Google Dataprep: a rookie technician & the elegance of simplicity

It sometimes seems that every day heralds another announcement by Google of another feature or tool that gives those of us who work in data a sense of both excitement and dread for the security of our profession. The release of Dataprep in Beta may have slipped somewhat under the radar, but its associated promise of useable data more quickly should have us all sitting up in our seats.

In the video announcement for Dataprep, Google barely stopped short of forecasting mass redundancies amongst data engineers. Whilst I naturally believe that it is going a little far, I can see that certain features could come in handy, especially for those of us who are still spending a significant proportion of time on constructing elaborate SQL scripts to clean up messy data. That being said, here are a few features of Dataprep that may somewhat adjust the structure of a typical day.

The Flow

In the world of Google, you wrangle your data in a flow and then run a job on it. To the rest of us, what that means is you access your dataset, create a process in which you perform operations to change the data and then transfer that data into a new or existing table.

The process of creating a Flow is extremely easy, so long as you do your storage on a Google platform. Look at this handy “Import Data” function. You can either drag and drop a file to upload, or just simply select a table from Google Cloud Storage or BigQuery.

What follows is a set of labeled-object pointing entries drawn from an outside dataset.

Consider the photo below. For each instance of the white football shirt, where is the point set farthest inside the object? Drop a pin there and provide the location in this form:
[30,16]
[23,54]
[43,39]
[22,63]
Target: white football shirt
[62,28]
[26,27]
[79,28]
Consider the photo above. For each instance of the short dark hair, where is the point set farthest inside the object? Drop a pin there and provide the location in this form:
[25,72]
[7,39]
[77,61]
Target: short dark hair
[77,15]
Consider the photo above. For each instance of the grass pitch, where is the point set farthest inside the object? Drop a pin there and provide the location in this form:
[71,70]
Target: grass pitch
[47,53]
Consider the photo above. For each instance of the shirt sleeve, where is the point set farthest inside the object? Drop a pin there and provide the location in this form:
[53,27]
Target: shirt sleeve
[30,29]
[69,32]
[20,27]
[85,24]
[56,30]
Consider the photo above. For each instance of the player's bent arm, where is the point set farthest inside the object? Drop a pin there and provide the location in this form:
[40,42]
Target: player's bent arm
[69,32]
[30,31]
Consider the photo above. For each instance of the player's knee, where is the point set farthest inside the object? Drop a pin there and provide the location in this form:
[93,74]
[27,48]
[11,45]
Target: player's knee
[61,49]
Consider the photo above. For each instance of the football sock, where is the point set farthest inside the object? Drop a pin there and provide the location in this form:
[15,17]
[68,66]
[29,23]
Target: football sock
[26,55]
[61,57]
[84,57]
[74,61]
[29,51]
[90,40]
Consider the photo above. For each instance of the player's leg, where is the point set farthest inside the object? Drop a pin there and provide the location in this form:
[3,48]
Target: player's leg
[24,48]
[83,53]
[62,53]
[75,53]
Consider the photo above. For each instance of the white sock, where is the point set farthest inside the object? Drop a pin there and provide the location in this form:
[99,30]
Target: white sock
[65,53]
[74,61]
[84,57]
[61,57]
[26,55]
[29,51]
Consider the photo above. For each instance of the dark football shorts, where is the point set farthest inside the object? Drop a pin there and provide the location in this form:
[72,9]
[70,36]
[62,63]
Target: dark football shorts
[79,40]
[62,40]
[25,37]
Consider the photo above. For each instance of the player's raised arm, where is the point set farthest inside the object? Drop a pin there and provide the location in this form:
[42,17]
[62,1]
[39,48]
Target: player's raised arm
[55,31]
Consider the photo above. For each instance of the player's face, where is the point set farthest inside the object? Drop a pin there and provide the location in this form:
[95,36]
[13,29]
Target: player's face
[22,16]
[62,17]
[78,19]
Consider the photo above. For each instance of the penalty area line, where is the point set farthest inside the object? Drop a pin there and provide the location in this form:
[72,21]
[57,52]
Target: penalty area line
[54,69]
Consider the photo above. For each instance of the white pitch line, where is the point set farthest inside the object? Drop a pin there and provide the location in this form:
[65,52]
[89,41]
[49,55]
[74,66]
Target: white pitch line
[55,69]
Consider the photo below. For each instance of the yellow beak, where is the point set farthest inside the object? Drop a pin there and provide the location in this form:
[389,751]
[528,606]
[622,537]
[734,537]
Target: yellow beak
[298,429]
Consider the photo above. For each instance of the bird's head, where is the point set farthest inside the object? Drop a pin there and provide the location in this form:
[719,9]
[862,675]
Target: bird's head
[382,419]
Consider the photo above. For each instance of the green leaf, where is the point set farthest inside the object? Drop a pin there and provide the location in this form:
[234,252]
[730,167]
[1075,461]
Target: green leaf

Here the file I’ll be working on is the free BigQuery table Internet Archive Books. This is basically an online record of historical books that have been scanned in and made free to the public. It contains a bunch of missing entries, duplications, and columns filled with giant lists that make little sense the perfect dataset for a demonstration of Dataprep’s capabilities.

The Recipe

I don’t know if you’ve noticed, but almost every tool you use to work with data has its own language (or at least its own version of a common language). This is also true of Dataprep, but thankfully you don’t really need to learn it to perform most basic tasks. You also don’t need to go in there blind, as you might do when constructing queries in BigQuery. What Dataprep does is take a sample of the first 9.77 Mb of your data and shows this to you, usually after already performing some basic operations, such as splitting your file into table format, taking the first row as headers, and so on.

Above each column is a histogram with the number of unique values. Any entries that don’t match the typical format will be shown as a bar in a different colour above the histogram (see BookMeta_Subjects above, which has a grey section due to the missing values). When you click on a column, Dataprep suggests functions that may be appropriate for the style of data within that column. To apply these, you merely select one and click “add to recipe”. The recipe appears on the right hand side of the window (you expand it by clicking on the scroll-shaped icon), and operations may be easily added, edited, and removed.

For more complex operations, the bottom left hand corner of the window contains transformations. Examples of these are deduplication, aggregations, joins, splitting, extractions of lists and key variables into arrays, and replacements. When creating transformations, you can choose to use either Dataprep language, Regex or text strings, meaning that there is high versatility in what may be done. Here I show the “quotations” column. Originally, on the left there was a variety of quotes and random numbers separated by the pipe symbol, with several rows of missing values. With a few short commands I was able to remove numbers, replace pipe symbols with semi-colons, turn the column into an array, and flatten the array so that each quotation is on a new row, giving you what you see on the right.

Highlighting a word within a specific cell gives you yet more available functions to perform on your data. This could be a count of occurrences, extraction, splitting, converting to an array, or deleting rows where the word is present.

You can see that by now my recipe is pretty long. Can you imagine how long it would take to do all that with blind scripting? And if you decide that you’ve changed your mind about what needs to be done, all you need to do is click a step in the recipe and the data will revert to the state it was at on that step. Of course, what I’ve done is only the start, we need to apply this to our whole dataset, and we do this by clicking the “Run Job” button in the top right hand corner.

The Job Run

There’s a reason that the set of instructions we give the data is called a recipe. It’s meant to be used again and again. In the job run, Dataprep takes the operations performed on your sample and applies it to your whole dataset. You have a few different options here – you can create a new csv file in Google Cloud Storage, create a new table in BigQuery, or select an existing table for more advanced options such as appending or replacing the data.

After you’ve run your job, you see a report which tells you whether there are any new errors or missing values encountered when applying the recipe to your larger table. This lets you know whether you need to make any changes to the recipe, and you can make several iterations of the job run to get everything right.

Of course, nothing stops you from creating a new flow from your resulting table, so you may end up with a series of datasets with different operations performed on them. For example, you could delete some columns in a later flow to protect confidential information.

The Service

We have been privileged enough to be given access to Dataprep whilst it is still in beta, and although it can do a lot more than I’ve covered here, you can bet there’s still more to come. I’m personally hoping for more job run automation in the future, which would make a simple job even simpler. Pricing is also still not completely determined, so currently you only get charged for resource usage (that might change in the future). I do believe, however, that once established, any costs will be compensated for by the lower demand on man-hours.

So does Dataprep mean I need to start planning for a career change? Not quite, but it does mean that I can spend less time doing the boring data preparation and more time exploring what my data is telling me. And really, isn’t that what it’s all about?